Balsamic Flank Steak is a savory, tangy main dish featuring lean beef marinated in balsamic vinegar, garlic, herbs, and a touch of honey, then grilled or seared to juicy perfection and sliced thin.
1 1/2 pounds flank steak
1/3 cup balsamic vinegar
2 tablespoons olive oil
2 tablespoons soy sauce
1 tablespoon honey
3 garlic cloves, minced
1 teaspoon chopped fresh rosemary or thyme
1/2 teaspoon freshly ground black pepper
1/2 teaspoon salt
In a bowl, whisk together balsamic vinegar, olive oil, soy sauce, honey, garlic, rosemary or thyme, pepper, and salt.

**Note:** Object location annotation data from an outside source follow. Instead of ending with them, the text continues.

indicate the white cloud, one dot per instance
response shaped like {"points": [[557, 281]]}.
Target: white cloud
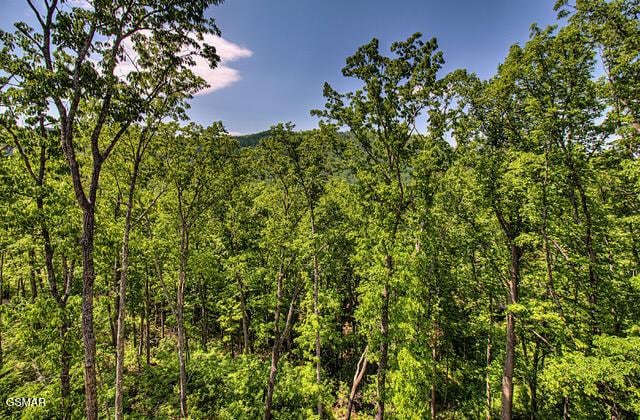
{"points": [[223, 75], [218, 78]]}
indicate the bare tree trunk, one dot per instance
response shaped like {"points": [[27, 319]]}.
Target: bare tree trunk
{"points": [[275, 350], [122, 291], [246, 347], [509, 361], [434, 357], [32, 274], [147, 312], [1, 302], [65, 363], [279, 339], [88, 336], [316, 310], [184, 249], [488, 377], [384, 343], [361, 367]]}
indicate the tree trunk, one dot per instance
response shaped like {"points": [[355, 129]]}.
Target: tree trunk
{"points": [[65, 363], [32, 274], [361, 367], [275, 350], [509, 361], [88, 336], [148, 314], [384, 343], [1, 302], [181, 339], [246, 347], [434, 359], [279, 339], [122, 292], [184, 256], [316, 310], [488, 377]]}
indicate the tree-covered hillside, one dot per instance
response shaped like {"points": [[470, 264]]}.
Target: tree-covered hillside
{"points": [[484, 267]]}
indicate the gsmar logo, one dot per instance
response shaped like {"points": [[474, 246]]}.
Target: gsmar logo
{"points": [[26, 402]]}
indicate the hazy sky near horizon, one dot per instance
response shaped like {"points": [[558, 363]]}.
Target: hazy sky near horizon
{"points": [[277, 54]]}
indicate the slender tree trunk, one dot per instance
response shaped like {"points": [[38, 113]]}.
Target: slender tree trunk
{"points": [[275, 350], [316, 309], [32, 274], [434, 359], [147, 312], [279, 339], [488, 377], [1, 302], [509, 361], [65, 368], [122, 292], [245, 318], [361, 367], [533, 382], [88, 336], [184, 250], [384, 343], [203, 315]]}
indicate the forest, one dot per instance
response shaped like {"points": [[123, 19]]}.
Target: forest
{"points": [[440, 246]]}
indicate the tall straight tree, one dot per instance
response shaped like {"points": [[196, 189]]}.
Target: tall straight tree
{"points": [[69, 67], [308, 161], [382, 118], [191, 163]]}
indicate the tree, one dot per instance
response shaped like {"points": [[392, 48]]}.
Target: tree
{"points": [[382, 118], [69, 71]]}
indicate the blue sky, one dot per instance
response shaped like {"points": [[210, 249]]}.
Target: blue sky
{"points": [[278, 53]]}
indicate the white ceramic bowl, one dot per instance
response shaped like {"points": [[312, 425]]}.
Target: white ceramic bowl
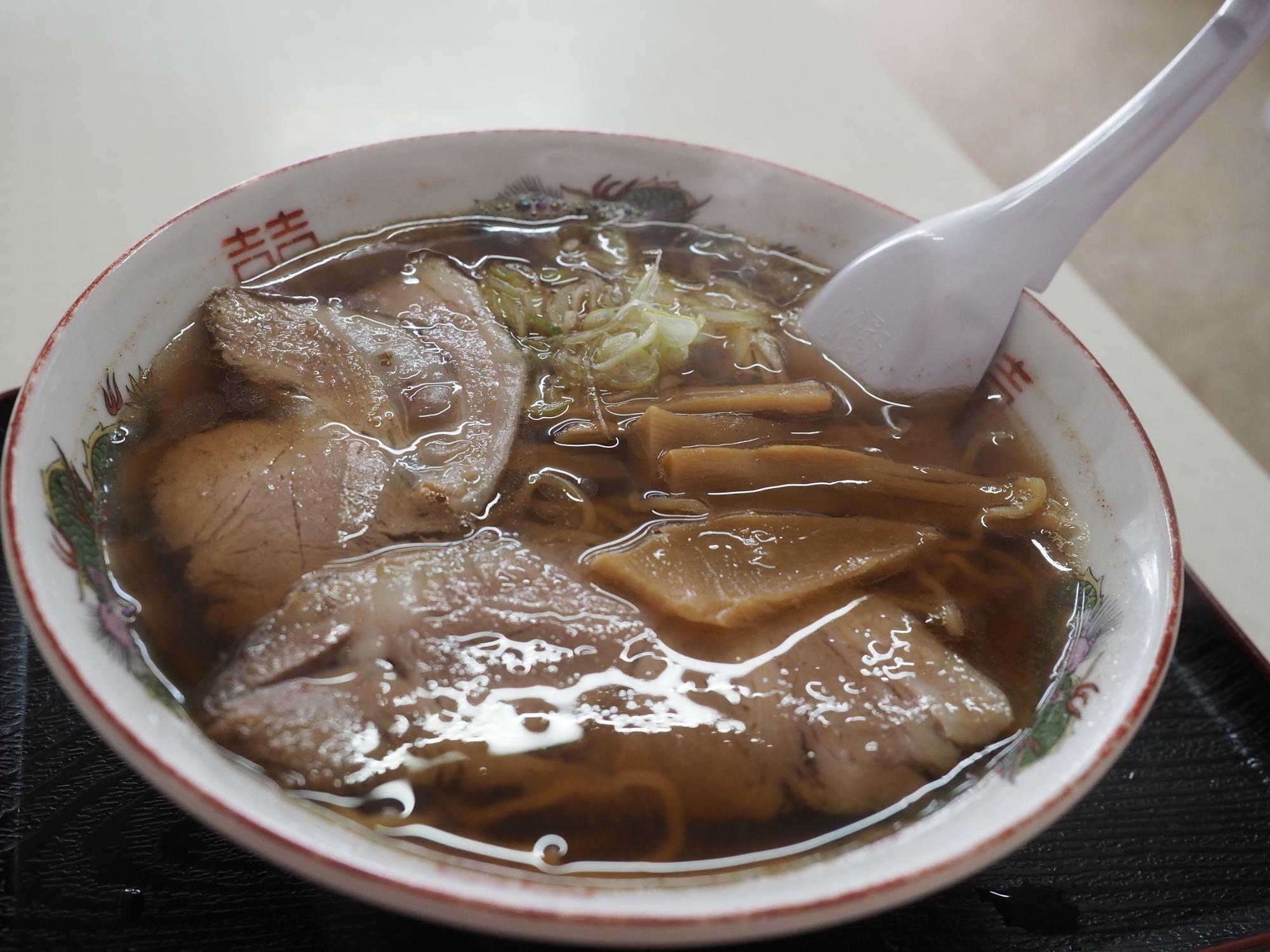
{"points": [[119, 324]]}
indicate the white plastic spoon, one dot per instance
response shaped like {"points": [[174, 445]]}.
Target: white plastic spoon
{"points": [[926, 310]]}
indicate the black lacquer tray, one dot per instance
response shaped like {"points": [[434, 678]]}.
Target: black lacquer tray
{"points": [[1172, 851]]}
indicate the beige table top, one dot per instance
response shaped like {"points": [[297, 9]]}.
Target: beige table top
{"points": [[117, 116]]}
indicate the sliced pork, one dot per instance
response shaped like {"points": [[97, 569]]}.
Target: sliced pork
{"points": [[439, 662], [402, 428]]}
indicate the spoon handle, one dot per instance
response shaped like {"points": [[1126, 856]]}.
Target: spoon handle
{"points": [[1043, 218]]}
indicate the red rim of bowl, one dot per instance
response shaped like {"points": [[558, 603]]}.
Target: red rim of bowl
{"points": [[939, 874]]}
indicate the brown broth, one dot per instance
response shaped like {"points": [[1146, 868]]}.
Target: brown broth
{"points": [[1006, 591]]}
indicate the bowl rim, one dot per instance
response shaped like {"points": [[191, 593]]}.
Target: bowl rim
{"points": [[335, 869]]}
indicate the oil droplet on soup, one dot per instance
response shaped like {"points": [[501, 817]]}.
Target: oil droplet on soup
{"points": [[554, 544]]}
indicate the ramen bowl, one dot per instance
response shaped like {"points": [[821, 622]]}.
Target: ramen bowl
{"points": [[1122, 621]]}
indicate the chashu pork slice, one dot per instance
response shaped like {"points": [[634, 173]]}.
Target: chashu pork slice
{"points": [[403, 428], [474, 667], [435, 374]]}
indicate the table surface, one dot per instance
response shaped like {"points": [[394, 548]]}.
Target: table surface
{"points": [[119, 116]]}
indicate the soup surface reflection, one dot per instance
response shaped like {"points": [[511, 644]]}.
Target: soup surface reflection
{"points": [[554, 544]]}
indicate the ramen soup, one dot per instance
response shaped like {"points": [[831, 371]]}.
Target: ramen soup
{"points": [[554, 544]]}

Place flank steak in a shallow dish or resealable bag and pour marinade over the meat, coating evenly.
Cover and refrigerate for 2 to 8 hours.
Remove steak from refrigerator 30 minutes before cooking.
Preheat grill or cast-iron skillet over medium-high heat.
Remove steak from marinade and discard used marinade.
Cook steak for 4 to 5 minutes per side for medium-rare, or until internal temperature reaches 130 to 135°F.
Transfer steak to a cutting board and let rest for 10 minutes.
Slice thinly against the grain and serve.